Les vieilles lignes de fracture bloquistes-libérales refont surface, alors que le Bloc québécois accuse une partie des troupes de Justin Trudeau d’afficher « presque une haine » du Québec francophone en refusant d’obliger la connaissance du français comme critère de citoyenneté dans la province.


Le projet de loi d’initiative parlementaire du bloquiste Mario Beaulieu a été déclaré irrecevable aux Communes jeudi. Les élus libéraux avaient usé de leur majorité en comité parlementaire, en décembre, pour le déclarer anticonstitutionnel et empêcher son débat. Le Bloc québécois a réclamé un vote de tous les élus aux Communes. Ce vote secret s’est soldé par un échec jeudi.


« C’est désolant parce que c’est une demande qui est loin d’être excessive, qui fait consensus au Québec. On veut simplement intégrer les nouveaux arrivants en s’assurant qu’ils connaissent le français. Et on se fait répondre “non”. C’est rejeté du revers de la main par les libéraux », a dénoncé M. Beaulieu, en rappelant que le gouvernement québécois de François Legault voulait imposer un test de français aux nouveaux arrivants.
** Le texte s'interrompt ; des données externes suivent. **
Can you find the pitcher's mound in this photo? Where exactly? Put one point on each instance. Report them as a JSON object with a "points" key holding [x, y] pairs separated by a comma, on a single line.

Le premier ministre caquiste a lui aussi trouvé « malheureux qu’on ne laisse pas avancer le débat avec un projet de loi ».


Accusation de racisme


En début de semaine, Mario Beaulieu avait demandé au gouvernement libéral d’appuyer son projet de loi. Le ministre du Patrimoine, Pablo Rodriguez, s’était aussitôt emporté en scandant que le Bloc québécois « vise à diviser sur une base linguistique ». Un reproche que les bloquistes associent à une accusation de racisme.



On a beaucoup de respect pour le Québec. Et en tant que Québécoise et francophone, je dirais que M. Beaulieu fait de la politique très partisane en ce moment.
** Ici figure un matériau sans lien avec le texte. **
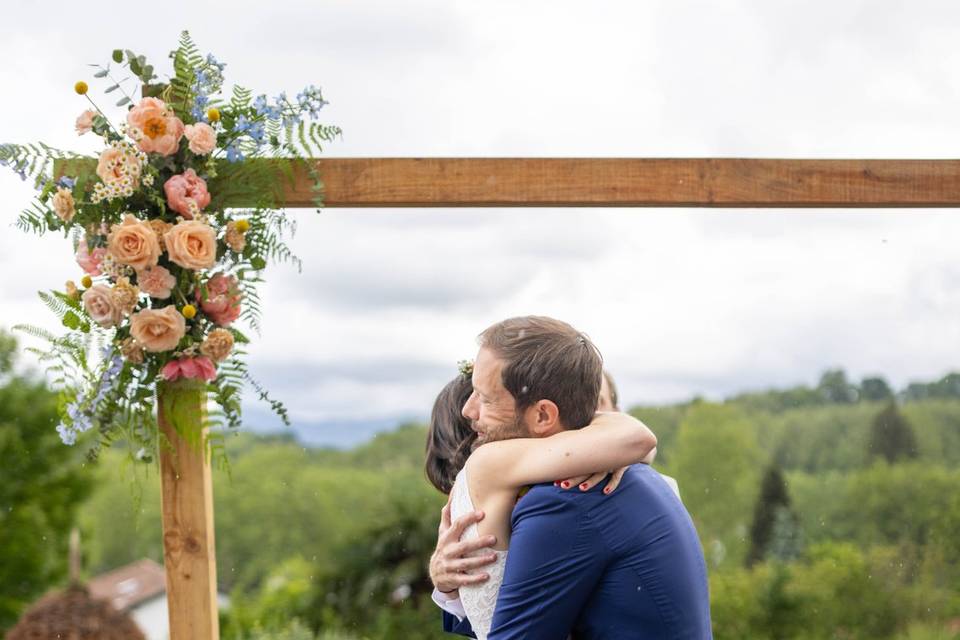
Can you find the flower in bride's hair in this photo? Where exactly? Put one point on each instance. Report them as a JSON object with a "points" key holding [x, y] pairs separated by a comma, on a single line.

« Chez une certaine partie des députés libéraux, il y a presque une haine du Québec français. On sent que c’est viscéral », a fait valoir Mario Beaulieu jeudi.


« J’ai l’impression qu’ils veulent se montrer en grands défenseurs de l’unité canadienne au Canada anglais, a-t-il analysé, à neuf mois des élections fédérales. Mais au Québec, je ne pense pas que ça va les aider parce que c’est vraiment déplorable cette attitude. »


L’égalité du français et de l’anglais


Les libéraux ont accusé le Bloc québécois de s’adonner à de la petite politique. « On a beaucoup de respect pour le Québec. Et en tant que Québécoise et francophone, je dirais que M. Beaulieu fait de la politique très partisane en ce moment », a rétorqué la ministre responsable des Langues officielles, Mélanie Joly.


Le libéral montréalais Anthony Housefather, qui s’est lui aussi mis en colère mercredi lors d’un débat sur un autre projet de loi bloquiste sur la langue, s’est défendu de mal aimer les Québécois francophones. « Si j’ai une frustration avec M. Beaulieu, ce n’est pas dire que j’ai une frustration avec la majorité francophone. »


Tour à tour, les libéraux ont martelé que la proposition bloquiste enfreint la Constitution et la Charte des droits et libertés. Aucun d’entre eux n’a cependant pu citer l’article précis que violerait le projet de loi C-421.


Dès le dépôt du projet de loi, en novembre, le ministère fédéral de l’Immigration avait noté que la Charte canadienne des droits et libertés reconnaît l’égalité du français et de l’anglais à titre de langues officielles. Le professeur de droit constitutionnel à l’Université d’Ottawa Pierre Foucher avait fait la même analyse, en notant que le projet de loi C-421 contredit la Loi sur les langues officielles.


Le légiste de la Chambre des communes s’était montré plus nuancé en comité parlementaire cet automne. Philippe Dufresne avait cité le droit de communiquer avec le fédéral ou d’obtenir des services dans les deux langues. Mais il avait en contrepartie évoqué qu’une preuve de maîtrise du français pourrait être présentée en anglais — et donc dans l’une ou l’autre des deux langues officielles.